While ransomware has been around since 2005, recent variants released over the past three years represent a resurgence resulting in the fairly widespread extortion we see today. Due to its ease and speed of converting successful infiltrations into cash, ransomware is the current weapon-of-choice for online criminal gangs. Criminal syndicates are extorting millions of dollars. CryptoLocker generated $30m in 100 days. CryptoWall made $18m from only 1000 victims. Angler ransomware earns $5m per month for its operators. That’s a lot of loot, and it is spurring online gangs on. This past week, the US House of Representatives started blocking YahooMail due to the large number of ransomware attacks coming through the network.
Ransomware is an attack on the availability of data – in the CIA triad (Confidentiality, Integrity, Availability). Typically it does this by either encrypting data files (Crypto ransomware) or by locking the system (Locker ransomware), preventing the user from accessing their data. There are currently 68 different ransomware variants in the wild. Lately, Crypto ransomware has become more popular than the Locker variety – it is relatively easy to implement and practically impossible to circumvent. The ransom demands money (usually $300 to $500) in return for the decryption key or system unlocking key. DDoS attacks have also been associated with ransom demands where the attacker conducts a small DDoS attack and demands payment in return for not escalating the attack.
A key component of the ransom is a payment method whereby the criminal cannot be traced. Bitcoin payment is often used, however gift cards are becoming increasingly popular. TrueCrypter demands payment in Amazon Gift Cards, whereas Cyber.Police ransomware asks for Apple iTunes gift cards.
ID Ransomware is a service where anyone can upload a copy of their ransomware note or a sample encrypted file in order to find out which ransomware variant produced it and whether there are any known methods of accessing the data without paying the ransom. There are sometimes ways of circumventing a locked system, but Crypto ransomware tends to use Windows CryptoAPI with RSA or AES encryption making it impossible or impractical to decrypt files. Occasionally errors in the file encryption process utilised by the malware makes decryption without paying the ransom possible.
Should victims pay the ransom? Conventional advice (such as this from the FBI) is that one should never do a deal with untrustworthy criminals, and paying a ransom only funds future unlawful activity. However, payment of the ransom generally produces the correct key enabling the data to be decrypted. Although as a rule it is not a good idea to give in to extortion, on an individual level however, the value of the encrypted data enters the equation. A BitDefender study concluded that about half of individual victims would be prepared to pay up to $500 ransom.
Ransomware highlights the need to keep regular backups of data files, however this is not failsafe as an automatic file backup process may corrupt the backups as well when the original file is altered by encryption.
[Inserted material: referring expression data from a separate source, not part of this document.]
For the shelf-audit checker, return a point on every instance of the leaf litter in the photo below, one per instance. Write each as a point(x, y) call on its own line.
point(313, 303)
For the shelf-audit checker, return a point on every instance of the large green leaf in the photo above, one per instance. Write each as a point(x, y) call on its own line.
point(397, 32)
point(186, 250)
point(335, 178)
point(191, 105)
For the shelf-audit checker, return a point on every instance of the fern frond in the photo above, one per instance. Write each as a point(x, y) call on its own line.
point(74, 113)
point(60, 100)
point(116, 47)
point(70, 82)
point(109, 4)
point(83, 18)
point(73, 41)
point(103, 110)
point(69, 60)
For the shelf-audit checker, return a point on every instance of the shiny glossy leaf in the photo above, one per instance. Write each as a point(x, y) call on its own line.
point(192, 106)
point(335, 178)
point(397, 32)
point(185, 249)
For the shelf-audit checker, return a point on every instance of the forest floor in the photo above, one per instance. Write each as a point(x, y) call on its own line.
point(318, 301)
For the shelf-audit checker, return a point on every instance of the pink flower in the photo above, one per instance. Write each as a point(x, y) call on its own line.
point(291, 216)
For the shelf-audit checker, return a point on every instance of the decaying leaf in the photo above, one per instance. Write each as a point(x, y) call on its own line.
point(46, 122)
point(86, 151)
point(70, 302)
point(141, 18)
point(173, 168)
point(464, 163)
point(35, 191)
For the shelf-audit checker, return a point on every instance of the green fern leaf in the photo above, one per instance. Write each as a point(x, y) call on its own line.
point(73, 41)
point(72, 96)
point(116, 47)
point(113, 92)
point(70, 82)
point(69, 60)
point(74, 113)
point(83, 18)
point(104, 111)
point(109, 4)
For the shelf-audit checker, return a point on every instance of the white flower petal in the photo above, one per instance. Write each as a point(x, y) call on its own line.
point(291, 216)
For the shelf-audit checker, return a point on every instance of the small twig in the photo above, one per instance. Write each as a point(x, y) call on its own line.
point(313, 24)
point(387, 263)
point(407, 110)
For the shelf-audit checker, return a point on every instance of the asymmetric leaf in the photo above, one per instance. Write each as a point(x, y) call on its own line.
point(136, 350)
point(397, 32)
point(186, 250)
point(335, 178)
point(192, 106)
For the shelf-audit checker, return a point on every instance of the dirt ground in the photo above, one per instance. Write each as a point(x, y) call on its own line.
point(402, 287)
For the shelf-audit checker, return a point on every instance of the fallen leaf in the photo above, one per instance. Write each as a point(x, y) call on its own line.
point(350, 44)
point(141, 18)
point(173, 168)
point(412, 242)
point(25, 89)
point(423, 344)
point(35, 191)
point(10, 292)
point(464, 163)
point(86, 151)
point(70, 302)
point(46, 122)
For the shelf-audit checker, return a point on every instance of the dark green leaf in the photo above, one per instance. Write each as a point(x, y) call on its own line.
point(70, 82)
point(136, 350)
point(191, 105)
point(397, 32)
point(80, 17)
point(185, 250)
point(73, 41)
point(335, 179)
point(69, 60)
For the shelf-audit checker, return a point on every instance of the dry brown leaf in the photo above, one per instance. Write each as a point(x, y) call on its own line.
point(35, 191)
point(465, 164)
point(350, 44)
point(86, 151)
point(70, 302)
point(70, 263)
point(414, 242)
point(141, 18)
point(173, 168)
What is the future for ransomware? Attracted by much higher ransom demands, ransomware operators will increasingly target organisational networks. Criminals gangs will utilise their existing APT skills and experience, and once an initial intrusion has been made (often through a spear phishing attack), the malware will spread laterally within the network to multiple end points and data servers, and on activation encrypt everything, possibly even backups. Effects on organisations will be crippling, threatening its very existence. Earlier this year, a Hollywood hospital paid a $17K ransom after data on several end points and a shared server were encrypted. A TeslaCrypt ransomware attack on an online casino’s shared data storage server is documented here. It is only a matter of time when we will hear news of crippling effects of major organisational ransomware attacks.
Ransomware will become a real threat to IoT environments where individuals could be locked out of their house, car, TV or other devices. In an IIoT environment, ransomware implications are far more serious still, operators could be locked out of a nuclear power plant system, or the building maintenance system, or the air traffic control system.
Like with Somali sea pirates, ransom demands from online gangs will increase to the millions and tens of millions of dollars as this form of extortion expands.